Booting, on the other hand, is radically different. Traditional UltraScale+ parts boot via a master hardware configuration bitstream. The Versal part on the VCK190 boots via a dedicated Platform Management Controller (PMC). The PMC reads a single unified file called a Programmable Device Image (.pdi), which bundles up our FPGA logic, the NoC routing data, and our PetaLinux bootloaders (FSBL/U-Boot) into one package. This is more like the build process for the Pluto than the build process for the zcu102.
Why Use the vck190? Pin and architecture compatibility with the space qualified version of the FPGA part is the big win. The vck190 features the commercial XCVC1902 Versal AI Core, which shares the exact same architecture as the space-qualified XQRVC1902. This allows us to prototype our DSP and RTL logic on the same architecture that will be used in space. This is the first time we’ve stood up specifically space-oriented hardware in Remote Labs.
Development flow is another big reason. We will use the exact same software toolchains (Vivado and Vitis) that we use for terrestrially-oriented designs on the space-grade equivalent.
Space-qualified boards and chips (Class B and Class Y certified) command massive premiums and require specialized handling. The vck190 allows us to iterate and debug your hardware without risking expensive, flight-ready hardware (which can cost tens of thousands of dollars) early in the design cycle. So, we are definitely not too late in the design phase for this equipment upgrade.
But, are we too early? Also no. We have started to see our design work end-to-end in multiple implementations. Now is the time to start porting for space qualified parts, if we want to be ready for both Phase 2 of futureGEO ESA project, and also pitch to US-based satellite companies for ride-shares and hosted payload opportunities.
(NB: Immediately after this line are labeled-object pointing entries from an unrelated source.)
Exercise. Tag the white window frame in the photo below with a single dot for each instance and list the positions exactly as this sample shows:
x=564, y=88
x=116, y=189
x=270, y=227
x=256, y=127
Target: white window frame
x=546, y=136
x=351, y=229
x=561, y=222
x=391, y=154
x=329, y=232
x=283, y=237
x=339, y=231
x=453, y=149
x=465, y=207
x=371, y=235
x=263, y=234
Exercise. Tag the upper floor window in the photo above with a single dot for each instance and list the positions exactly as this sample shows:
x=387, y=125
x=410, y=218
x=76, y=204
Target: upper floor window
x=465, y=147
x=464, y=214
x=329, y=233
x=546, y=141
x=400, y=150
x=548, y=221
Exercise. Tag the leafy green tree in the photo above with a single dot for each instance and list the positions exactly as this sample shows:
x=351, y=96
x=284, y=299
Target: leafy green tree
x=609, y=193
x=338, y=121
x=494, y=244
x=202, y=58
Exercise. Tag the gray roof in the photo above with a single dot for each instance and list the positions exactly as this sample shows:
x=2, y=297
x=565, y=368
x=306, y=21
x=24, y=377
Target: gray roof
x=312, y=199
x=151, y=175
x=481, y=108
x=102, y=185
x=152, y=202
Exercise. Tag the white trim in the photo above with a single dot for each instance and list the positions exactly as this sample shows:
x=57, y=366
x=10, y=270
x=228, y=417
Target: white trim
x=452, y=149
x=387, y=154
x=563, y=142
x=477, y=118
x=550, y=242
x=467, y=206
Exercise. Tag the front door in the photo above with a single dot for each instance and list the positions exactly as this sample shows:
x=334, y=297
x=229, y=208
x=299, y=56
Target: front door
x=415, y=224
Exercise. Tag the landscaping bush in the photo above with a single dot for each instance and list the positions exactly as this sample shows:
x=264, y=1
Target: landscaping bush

How do we move to space-grade hardware? First, we’ll continue with extensive simulation with the space-qualified part architecture. Then, we implement on hardware in the lab on the development board, and investigate live signals with integrated logic analyzers and over-the-air metrics. Then, when our design is ready to move from lab testing to custom hardware, we will transition to the space-grade AMD Versal XQR series in a custom board layout.
Instead of the XCVC1902, our flight model will use the XQRVC1902. It is a subtle difference in naming, but there substantial differences between the two parts. The space-grade chip is built with ruggedized, lidless packaging to endure demanding conditions (like much wider thermal variations than commercial or industrial grade, we are talking from -55°C to +125°C) and incorporates built-in circuit techniques to protect against radiation-induced Single Event Upsets (SEUs). There will undoutedly be challenges, setbacks, and learning curves along the way. Our volunteer team is up to the job.
We’ve addressed the FPGA, but what about radio access? Using two identical ADRV9002 cards would simplify the software driver ecosystem. We know how to deal with the 9002. For uplink at 5 GHz, the ADRV9002 can be used directly. However, it cannot handle 10 GHz by itself. For that, we would need something like the ADI XUD1A upconverter.
See the figure for what the lab setup would look like with this configuration.
We’d use a 7.000 GHz local oscillator at 3.45 GHz IF for the transmit side. The XUD1A gives us 4 independent TX/RX channels. Since Haifuraiya has 64-channel FDMA stream multiplexed into a single TDM carrier, we only need one physical RF stream for the current downlink. This means we will have 3 spare hardware channels on the XUD1A available for multi-antenna array experiments, telemetry, useful beacons, or whatever we can come up with.
Now, there is some coax connector stuff going on here that we should not ignore. The XUD1A has different connectors than the radio cards. Adapters or additional cables may be necessary.